Diary of an electric commuter

nissan_leaf.top.jpg By Sue Callaway, contributor


FORTUNE -- When an argon-blue Nissan Leaf, the first production all-electric, zero-emission family car to hit the U.S., whispered into my garage last month, I knew instantaneously that it was a game changer. New relationships come with hopes, fears, and surprises, and ours -- the Leaf's and my union -- went quickly from blind date to a marriage of convenience.

The Leaf is nothing short of a bellwether of the automotive revolution that is headed to a driveway near you. Tighter fuel-efficiency standards, emerging markets' requirements, fluctuating gas prices, and a race in powertrain innovations are all in play. Audi, GM (GM), VW, and others are jockeying for dominance. Audi wants to rule the luxury electric-vehicle (EV) market; its first entrant, a plug-in hybrid, will come to market in 2014. GM's solution, the Volt, has just gone on sale and offers a small onboard gas-powered generator to feed the electric motor and extend its range. VW will roll out its EV in 2013.

callaway_leaf.03.jpg
The author tops off the Leaf's batteries using the 240-volt charging dock installed in her garage.

So Nissan wins the prize for being first to market with a production pure electric. The company's visionary CEO, Carlos Ghosn, saw the opportunity to dominate the EV category and pushed hard to get the appealingly bug-eyed five-door hatchback built. "With the arrival of the Leaf, it is in our hands, and that of the public, to steer our industry toward its future of sustainable mobility," Ghosn blogged recently. "We believe this innovative car will silence the skeptics and bring a valuable solution to life."

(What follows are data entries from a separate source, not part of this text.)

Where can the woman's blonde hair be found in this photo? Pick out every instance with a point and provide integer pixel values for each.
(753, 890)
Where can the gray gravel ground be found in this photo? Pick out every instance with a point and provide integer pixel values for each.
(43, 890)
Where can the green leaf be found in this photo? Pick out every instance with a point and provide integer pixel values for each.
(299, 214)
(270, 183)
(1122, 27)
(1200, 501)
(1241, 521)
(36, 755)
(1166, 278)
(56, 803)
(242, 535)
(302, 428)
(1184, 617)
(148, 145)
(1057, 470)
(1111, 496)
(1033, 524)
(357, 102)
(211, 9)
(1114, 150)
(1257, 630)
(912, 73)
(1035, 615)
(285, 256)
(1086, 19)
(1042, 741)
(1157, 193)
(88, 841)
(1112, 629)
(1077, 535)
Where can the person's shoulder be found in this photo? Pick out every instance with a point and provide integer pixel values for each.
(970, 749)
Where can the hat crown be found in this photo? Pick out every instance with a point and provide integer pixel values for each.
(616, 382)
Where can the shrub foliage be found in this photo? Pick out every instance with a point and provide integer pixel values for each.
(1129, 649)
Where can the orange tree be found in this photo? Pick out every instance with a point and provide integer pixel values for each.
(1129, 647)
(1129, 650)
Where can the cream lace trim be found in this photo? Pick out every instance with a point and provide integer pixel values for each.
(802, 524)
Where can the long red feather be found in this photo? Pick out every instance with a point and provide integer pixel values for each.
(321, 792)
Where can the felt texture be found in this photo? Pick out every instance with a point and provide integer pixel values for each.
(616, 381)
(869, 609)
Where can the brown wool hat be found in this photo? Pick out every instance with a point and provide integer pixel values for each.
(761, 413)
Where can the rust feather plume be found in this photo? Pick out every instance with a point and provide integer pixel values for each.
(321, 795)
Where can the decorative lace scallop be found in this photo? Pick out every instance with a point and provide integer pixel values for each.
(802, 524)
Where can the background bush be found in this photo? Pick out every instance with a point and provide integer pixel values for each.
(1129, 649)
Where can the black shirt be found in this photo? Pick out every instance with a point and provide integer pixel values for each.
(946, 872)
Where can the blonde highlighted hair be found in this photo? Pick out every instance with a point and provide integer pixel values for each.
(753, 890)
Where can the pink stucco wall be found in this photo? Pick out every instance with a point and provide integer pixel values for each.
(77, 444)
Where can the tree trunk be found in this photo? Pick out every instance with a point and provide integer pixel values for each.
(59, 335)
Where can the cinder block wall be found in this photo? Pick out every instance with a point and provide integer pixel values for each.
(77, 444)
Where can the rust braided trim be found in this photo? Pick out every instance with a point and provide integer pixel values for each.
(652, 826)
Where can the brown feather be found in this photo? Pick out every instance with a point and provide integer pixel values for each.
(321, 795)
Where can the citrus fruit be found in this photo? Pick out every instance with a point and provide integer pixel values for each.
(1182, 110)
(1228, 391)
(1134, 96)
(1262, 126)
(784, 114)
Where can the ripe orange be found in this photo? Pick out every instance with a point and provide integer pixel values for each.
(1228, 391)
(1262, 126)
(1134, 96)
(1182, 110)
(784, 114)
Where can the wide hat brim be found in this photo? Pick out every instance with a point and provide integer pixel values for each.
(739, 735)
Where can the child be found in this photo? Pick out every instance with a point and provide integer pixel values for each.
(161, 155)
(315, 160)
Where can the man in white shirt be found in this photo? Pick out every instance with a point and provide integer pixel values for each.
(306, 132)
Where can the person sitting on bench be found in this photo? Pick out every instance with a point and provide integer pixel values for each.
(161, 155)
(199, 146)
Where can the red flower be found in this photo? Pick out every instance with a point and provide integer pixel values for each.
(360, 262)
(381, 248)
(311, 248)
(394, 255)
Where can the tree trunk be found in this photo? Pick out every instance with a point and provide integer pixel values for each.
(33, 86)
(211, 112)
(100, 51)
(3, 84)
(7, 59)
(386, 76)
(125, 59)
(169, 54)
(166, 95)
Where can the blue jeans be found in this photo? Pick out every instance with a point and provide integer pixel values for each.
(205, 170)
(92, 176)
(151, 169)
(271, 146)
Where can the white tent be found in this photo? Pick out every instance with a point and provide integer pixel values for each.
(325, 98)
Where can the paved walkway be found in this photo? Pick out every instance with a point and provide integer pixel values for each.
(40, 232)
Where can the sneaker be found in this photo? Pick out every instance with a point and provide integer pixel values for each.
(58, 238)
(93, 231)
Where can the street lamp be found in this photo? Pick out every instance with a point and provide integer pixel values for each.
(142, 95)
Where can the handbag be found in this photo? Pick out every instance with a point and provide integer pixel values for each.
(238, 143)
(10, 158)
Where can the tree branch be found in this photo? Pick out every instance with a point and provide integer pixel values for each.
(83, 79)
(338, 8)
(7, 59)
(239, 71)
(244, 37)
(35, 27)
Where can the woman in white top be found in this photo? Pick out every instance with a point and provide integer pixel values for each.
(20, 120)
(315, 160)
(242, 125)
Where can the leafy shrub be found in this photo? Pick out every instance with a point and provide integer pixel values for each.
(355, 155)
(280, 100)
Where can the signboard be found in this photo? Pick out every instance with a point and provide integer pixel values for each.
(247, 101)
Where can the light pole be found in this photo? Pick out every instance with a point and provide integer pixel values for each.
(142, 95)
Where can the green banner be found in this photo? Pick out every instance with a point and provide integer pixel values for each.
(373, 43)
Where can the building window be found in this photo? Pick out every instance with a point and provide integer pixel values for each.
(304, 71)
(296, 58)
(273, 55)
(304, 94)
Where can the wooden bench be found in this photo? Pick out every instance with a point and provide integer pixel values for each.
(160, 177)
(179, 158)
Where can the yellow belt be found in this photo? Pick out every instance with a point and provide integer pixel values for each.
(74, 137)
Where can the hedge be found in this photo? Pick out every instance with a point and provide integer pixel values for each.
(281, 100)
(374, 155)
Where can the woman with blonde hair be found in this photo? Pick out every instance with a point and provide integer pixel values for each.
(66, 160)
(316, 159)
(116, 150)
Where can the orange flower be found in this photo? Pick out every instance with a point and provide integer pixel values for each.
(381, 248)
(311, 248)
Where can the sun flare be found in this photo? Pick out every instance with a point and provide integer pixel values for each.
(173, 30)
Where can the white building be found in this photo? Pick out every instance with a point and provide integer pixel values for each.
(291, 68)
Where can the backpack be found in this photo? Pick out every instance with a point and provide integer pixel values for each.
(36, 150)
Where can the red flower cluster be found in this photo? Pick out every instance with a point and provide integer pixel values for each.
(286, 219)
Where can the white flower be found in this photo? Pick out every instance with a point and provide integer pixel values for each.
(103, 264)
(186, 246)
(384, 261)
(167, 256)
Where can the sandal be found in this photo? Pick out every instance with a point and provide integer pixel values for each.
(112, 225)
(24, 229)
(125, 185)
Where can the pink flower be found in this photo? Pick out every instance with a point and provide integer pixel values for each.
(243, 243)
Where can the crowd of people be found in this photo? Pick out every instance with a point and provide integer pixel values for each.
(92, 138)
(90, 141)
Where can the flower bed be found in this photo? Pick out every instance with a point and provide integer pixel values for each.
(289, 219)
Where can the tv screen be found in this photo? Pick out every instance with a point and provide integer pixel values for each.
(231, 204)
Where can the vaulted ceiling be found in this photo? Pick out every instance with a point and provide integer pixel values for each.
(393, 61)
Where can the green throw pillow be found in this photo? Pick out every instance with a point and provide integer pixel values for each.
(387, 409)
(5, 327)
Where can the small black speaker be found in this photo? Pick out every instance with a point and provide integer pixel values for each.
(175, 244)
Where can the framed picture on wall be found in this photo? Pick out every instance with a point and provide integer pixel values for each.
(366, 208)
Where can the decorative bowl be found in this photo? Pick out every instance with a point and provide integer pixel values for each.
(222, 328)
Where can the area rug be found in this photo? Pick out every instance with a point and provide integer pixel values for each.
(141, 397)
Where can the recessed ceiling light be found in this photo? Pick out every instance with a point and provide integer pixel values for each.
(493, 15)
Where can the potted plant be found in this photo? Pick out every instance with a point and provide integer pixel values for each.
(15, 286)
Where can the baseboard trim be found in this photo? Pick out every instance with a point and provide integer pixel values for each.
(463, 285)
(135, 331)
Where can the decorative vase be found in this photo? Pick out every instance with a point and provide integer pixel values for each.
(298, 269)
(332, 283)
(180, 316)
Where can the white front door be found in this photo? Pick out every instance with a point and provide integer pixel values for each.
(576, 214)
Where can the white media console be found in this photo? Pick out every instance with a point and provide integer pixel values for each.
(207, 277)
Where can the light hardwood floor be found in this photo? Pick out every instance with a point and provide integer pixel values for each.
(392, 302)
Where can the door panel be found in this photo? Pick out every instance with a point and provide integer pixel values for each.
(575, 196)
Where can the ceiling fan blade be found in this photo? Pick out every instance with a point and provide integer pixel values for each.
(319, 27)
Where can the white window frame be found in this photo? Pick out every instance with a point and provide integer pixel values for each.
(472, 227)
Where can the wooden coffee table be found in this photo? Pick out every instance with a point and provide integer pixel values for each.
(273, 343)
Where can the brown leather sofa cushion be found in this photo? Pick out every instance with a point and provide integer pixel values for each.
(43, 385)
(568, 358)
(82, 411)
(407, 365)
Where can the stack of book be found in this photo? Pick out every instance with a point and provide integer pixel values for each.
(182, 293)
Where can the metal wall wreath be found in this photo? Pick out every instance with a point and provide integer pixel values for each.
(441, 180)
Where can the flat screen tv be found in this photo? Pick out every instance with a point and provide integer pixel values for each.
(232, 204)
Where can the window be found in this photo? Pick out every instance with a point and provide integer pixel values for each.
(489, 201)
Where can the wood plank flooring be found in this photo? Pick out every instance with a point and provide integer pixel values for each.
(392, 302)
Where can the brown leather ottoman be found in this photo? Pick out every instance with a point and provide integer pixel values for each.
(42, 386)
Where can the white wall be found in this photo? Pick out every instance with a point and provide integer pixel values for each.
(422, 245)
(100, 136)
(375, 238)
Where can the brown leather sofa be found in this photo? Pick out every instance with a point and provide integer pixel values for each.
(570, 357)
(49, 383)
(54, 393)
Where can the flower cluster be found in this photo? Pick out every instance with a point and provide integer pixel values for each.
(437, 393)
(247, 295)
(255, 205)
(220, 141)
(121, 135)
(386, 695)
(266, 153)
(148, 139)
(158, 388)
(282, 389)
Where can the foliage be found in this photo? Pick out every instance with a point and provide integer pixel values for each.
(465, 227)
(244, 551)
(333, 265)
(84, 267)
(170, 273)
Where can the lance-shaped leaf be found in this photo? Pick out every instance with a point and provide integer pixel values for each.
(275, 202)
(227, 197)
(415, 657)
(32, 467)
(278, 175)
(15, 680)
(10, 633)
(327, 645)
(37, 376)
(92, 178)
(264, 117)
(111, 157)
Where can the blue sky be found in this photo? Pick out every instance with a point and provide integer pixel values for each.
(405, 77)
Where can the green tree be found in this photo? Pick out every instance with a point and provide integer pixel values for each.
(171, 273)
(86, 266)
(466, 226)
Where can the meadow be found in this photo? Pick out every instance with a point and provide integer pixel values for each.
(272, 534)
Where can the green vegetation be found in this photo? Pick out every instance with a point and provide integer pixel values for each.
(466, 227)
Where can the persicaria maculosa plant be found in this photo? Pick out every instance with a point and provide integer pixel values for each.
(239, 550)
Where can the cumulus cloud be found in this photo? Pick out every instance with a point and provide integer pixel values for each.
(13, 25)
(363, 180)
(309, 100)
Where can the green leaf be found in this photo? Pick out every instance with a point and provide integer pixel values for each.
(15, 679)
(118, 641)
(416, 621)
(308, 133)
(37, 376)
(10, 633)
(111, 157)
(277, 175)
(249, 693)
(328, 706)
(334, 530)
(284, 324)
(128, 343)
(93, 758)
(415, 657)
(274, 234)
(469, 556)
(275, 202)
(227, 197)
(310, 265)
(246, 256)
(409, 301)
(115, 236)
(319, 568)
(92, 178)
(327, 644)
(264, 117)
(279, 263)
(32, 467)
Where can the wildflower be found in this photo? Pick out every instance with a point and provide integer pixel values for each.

Nissan granted Fortune the first "long term" (eight-day) loan of a Leaf. The Leaf can go about 100 miles between charges, and Nissan maintains that 95% of U.S. commuters drive less than that each day. It was my mission to determine whether that was sufficient to withstand my local reality, L.A.'s worst traffic-choked arteries.

First, a pleasant electrician named Marty arrived to install the Leaf's 240-volt charging dock in my garage. ("It's as simple as putting in power for a hot tub," he explained.) The moon-faced, wall-mounted unit can replenish the Leaf's lithium ion batteries in eight hours.

Then my Leaf arrived with a flourish -- bright, shiny, and eager to please, as were its two Nissan spokesmen. We conducted a detailed walk-around, which uncovered an important fact: There was nothing complicated, obtuse, or unfriendly about the car. The controls on the center console were intuitive. I found the range-map and power-usage screens easy to navigate. A button next to the hood release popped open the little door on the Leaf's nose, revealing the port where the charger's J-plug (shaped like a gas nozzle but smaller) clicks into place. The optional solar panel on the rear wing collects power only for a secondary electrical system that controls the power windows, door locks, and radio. A black sack in the rear hatch area contained the backup charging cord -- a simple three-prong affair with which you can top off the Leaf in a mere 20 hours or less.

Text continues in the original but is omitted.